Saturday, May 19, 2018
What's New? Stacking the Shelves
Stacking the Shelves is a weekly meme hosted by Tynga's Reviews. Hop on over there to ogle what other bloggers got this week.
For review: Bonanza this week! A box arrived from Penguin Random House and a package arrived from Candlewick! All the Penguin titles intrigue, but these two made me do a happy dance!
Harbor Me by Jacqueline Woodson. 192 p. Penguin Young Readers Group, August 28, 2018. 9780399252525.
Publisher synopsis: It all starts when six kids have to meet for a weekly chat--by themselves, which no adults to listen in. There, in the room they soon dub the ARTT Room (short for "A Room to Talk"), they discover it's safe to talk about what's bothering them--everything from Esteban's father's deportation and Haley's father's incarceration to Amari's fears of racial profiling ad Ashton's adjustment to his changing family fortunes. When the six are together, they can express the feeling and fears they have to hide from the rest of the world. And together they can grow braver and more ready for the rest of their lives.
The Law of Finders Keepers by Sheila Turnage. 352 p. Mo & Dale series #4. Penguin Young Readers Group, September 11, 2018. 9780803739628.
Begone the Raggedy Witches by Celine Kiernan. 288 p. Candlewick Press, September 11, 2018. 978076369963.
Publisher synopsis: When witches kidnap her dad, Mup is swept up in a wild tide of magic that carries her to another world. Can she reunite her family and find her way back?
Other Wood by Pete Hautman. 320 p. September 11, 2018. 9780763690717.
Publisher Synopsis: What happened in the woods that day? Pete Hautman’s riveting middle-grade novel touches on secrets and mysteries — and the power of connections with family and friends.
Merci Suárez Changes Gears by Meg Medina. 368 p. Candlewick Press, September 11, 2018. 9780763690496.
Publisher synopsis: Thoughtful, strong-willed sixth-grader Merci Suarez navigates difficult changes with friends, family, and everyone in between in a resonant new novel from Meg Medina.
Louisiana's Way Home by Kate DiCamillo. 240 p. Candlewick Press, October 2, 2018. 9780763694630.

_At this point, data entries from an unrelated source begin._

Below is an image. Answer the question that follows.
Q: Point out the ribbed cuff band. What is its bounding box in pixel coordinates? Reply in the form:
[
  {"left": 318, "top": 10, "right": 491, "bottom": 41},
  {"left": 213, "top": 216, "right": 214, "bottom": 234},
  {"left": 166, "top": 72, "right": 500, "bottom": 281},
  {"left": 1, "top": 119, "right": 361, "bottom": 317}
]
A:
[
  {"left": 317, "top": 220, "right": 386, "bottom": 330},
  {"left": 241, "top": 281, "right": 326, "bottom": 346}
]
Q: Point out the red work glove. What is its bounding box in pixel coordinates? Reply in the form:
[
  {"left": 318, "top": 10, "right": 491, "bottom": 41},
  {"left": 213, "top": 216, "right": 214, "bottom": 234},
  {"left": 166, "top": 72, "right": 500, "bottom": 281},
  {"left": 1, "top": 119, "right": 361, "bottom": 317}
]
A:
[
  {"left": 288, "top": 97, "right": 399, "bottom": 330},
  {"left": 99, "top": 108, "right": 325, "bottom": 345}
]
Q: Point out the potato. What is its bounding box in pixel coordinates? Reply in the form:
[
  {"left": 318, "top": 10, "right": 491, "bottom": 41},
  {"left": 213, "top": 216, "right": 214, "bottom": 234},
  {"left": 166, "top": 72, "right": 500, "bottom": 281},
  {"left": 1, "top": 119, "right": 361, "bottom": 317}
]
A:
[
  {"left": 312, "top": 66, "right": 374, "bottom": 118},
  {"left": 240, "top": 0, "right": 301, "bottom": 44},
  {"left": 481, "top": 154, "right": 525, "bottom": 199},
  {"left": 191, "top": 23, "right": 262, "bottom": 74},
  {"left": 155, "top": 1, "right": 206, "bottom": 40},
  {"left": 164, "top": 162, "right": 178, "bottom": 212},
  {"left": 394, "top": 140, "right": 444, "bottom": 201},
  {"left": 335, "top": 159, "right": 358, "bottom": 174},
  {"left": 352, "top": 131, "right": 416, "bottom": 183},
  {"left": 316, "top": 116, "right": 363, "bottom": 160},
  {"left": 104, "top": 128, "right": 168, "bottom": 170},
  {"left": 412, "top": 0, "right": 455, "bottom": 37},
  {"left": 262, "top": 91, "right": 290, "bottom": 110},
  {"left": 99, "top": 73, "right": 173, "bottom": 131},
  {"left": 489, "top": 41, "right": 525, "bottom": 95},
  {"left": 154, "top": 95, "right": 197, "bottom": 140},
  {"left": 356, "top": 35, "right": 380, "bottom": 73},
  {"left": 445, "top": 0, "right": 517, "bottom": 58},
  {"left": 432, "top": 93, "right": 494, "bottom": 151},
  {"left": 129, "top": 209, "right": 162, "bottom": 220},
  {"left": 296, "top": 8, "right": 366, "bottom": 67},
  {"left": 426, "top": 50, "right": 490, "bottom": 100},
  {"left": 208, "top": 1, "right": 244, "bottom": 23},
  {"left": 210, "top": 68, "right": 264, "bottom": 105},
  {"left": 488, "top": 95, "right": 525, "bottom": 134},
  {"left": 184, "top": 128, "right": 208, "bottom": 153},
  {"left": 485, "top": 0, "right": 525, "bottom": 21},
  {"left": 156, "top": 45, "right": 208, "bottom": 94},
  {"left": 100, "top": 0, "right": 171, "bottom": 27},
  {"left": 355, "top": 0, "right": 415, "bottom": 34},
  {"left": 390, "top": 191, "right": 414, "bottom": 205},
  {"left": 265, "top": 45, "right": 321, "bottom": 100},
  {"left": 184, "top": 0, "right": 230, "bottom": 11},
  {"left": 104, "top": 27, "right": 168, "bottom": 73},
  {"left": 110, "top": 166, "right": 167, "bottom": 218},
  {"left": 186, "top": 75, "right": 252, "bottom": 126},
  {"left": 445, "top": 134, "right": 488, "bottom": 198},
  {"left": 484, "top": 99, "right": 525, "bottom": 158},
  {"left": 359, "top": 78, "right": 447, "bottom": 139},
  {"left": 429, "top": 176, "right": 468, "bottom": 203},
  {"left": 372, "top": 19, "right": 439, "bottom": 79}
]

Publisher synopsis: When Louisiana Elefante’s granny wakes her up in the middle of the night to tell her that the day of reckoning has arrived and they have to leave home immediately, Louisiana isn’t overly worried. After all, Granny has many middle-of-the-night ideas. But this time, things are different. This time, Granny intends for them never to return. Separated from her best friends, Raymie and Beverly, Louisiana struggles to oppose the winds of fate (and Granny) and find a way home. But as Louisiana’s life becomes entwined with the lives of the people of a small Georgia town — including a surly motel owner, a walrus-like minister, and a mysterious boy with a crow on his shoulder — she starts to worry that she is destined only for good-byes. (Which could be due to the curse on Louisiana's and Granny’s heads. But that is a story for another time.)
Called “one of DiCamillo’s most singular and arresting creations” by The New York Times Book Review, the heartbreakingly irresistible Louisiana Elefante was introduced to readers in Raymie Nightingale — and now, with humor and tenderness, Kate DiCamillo returns to tell her story.
Speechless by Adam P. Schmitt. 304 p. Candlewick Press, November 6, 2018. 9781536200928.
Publisher synopsis: How do you give a eulogy when you can’t think of one good thing to say? A poignant, funny, and candid look at grief, family secrets, difficult people, and learning to look behind the facade.
The Icarus Show by Sally Christie. Unabridged audiobook on one MP3-CD. 5 hours : 11 minutes. Read by Joe Jameson. Scholastic on Brilliance Audio, March, 2017. 9781536681611.
Publisher synopsis: Alex has worked out a foolproof plan to avoid being picked on. Don’t React. It’s so simple, it just might work.
David, a boy in his class, Does React. He’s branded a weirdo, becomes an outcast, and is given a terrible nickname. Alex is determined not to suffer the same fate.
But one day, Alex gets a note in his bag that forces him out of his safe little world.
Who sent the note? And is what it promises true—will a boy really fly?
The Icarus Show is a powerful story about friendship, loneliness, and a strange kind of genius.